字节顺序

endian

就是字节顺序的意思


big-endian

现在在纸上书写阿拉伯数字198,我们肯定是先写最高位1,直到写到最低位8,如果让计算机采用这个顺序存放数据到内存中,也就是先在低位起始地址放最高位1,然后写上9,最后是8.这样的顺序就是big endian.


little-endian

与其顺序相反的是,低位地址存放低位数字,高位地址存放高位数字。这种最合乎计算机内存地址的写法就是little endian.


如果没有明白我说的,看下面的表。

Endian First byte
(lowest address)
Middle bytes Last byte
(highest address)
Notes
big most significant ... least significant Similar to a number written on paper (in Arabic numerals as used in most Western scripts)
little least significant ... most significant Arithmetic calculation order (see carry propagation)

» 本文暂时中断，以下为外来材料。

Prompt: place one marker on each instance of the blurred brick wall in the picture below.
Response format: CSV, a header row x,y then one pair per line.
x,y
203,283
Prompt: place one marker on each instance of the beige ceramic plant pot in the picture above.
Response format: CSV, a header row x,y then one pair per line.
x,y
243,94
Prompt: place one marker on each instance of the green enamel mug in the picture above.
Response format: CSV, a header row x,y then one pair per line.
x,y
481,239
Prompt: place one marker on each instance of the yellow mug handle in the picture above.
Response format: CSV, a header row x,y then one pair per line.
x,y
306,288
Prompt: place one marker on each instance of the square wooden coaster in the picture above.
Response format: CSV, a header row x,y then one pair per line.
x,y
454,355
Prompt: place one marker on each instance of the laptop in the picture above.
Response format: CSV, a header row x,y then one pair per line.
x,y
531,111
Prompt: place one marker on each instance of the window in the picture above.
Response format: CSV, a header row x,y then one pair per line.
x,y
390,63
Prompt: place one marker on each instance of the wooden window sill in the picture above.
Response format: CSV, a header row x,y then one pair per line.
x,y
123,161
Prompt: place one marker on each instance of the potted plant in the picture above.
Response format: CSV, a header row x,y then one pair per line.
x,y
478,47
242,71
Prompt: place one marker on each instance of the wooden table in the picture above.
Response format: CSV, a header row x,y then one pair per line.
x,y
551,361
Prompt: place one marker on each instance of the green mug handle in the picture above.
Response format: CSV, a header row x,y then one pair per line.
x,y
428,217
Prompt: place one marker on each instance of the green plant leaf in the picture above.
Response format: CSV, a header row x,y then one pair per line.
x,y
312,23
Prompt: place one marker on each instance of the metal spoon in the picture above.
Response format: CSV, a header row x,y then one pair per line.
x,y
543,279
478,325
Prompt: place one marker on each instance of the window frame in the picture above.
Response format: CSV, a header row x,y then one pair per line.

下面的函数帮助判断是big-endian还是little-endian.  很简单,取最低位字节的整数,比较是不是最低位数字ff,是就是little-endian.

bool IsLittleEndian(){
  short int x = 0x00ff;
  char* p = (char*)&x;
  return (short int)p[0] == -1;
}


另外根据chumine的提醒,下面这个来自Linux内核的实现效率更高:

static union {
    char c[4];
    unsigned char l;
} endian_test = {{'l','?','?','b'}};

#define IsLittleEndian2() \
(endian_test.l == 'l')


第一种方法也可以将x变成静态变量来提高性能,但是还是会多一次p指针的开销。第二种方法用来union结构的优点-内存重用,所以节省了p指针变量。

字节顺序是由CPU体系结构或者其他硬件决定的。下面的描述同样来自于wikipedia

Well-known processors that use the big-endian format include Motorola 6800 and 68k, Xilinx Microblaze, IBM POWER, and System/360 and its successors such as System/370, ESA/390, and z/Architecture. The PDP-10 also used big-endian addressing for byte-oriented instructions.SPARC historically used big-endian until version 9, which is bi-endian, similarly the ARM architecture was little-endian before version 3 when it became bi-endian, and the PowerPC and Power Architecture descendants of IBM POWER are also bi-endian (see below).

Serial protocols may also be regarded as either little or big-endian at the bit- and/or byte-levels (which may differ). Many serial interfaces, such as the ubiquitous USB, are little-endian at the bit-level. Physical standards like RS-232, RS-422 and RS-485 are also typically used with UARTsthat send the least significant bit first, such as in industrial instrumentation applications, lighting protocols (DMX512), and so on. The same could be said for digital current loop signaling systems such as MIDI. There are also several serial formats where the most significant bit is normally sent first, such as I²C and the related SMBus. However, the bit order may often be reversed (or is "transparent") in the interface between the UART or communication controller and the host CPU or DMA controller (and/or system memory), especially in more complex systems and personal computers. These interfaces may be of any type and are often configurable.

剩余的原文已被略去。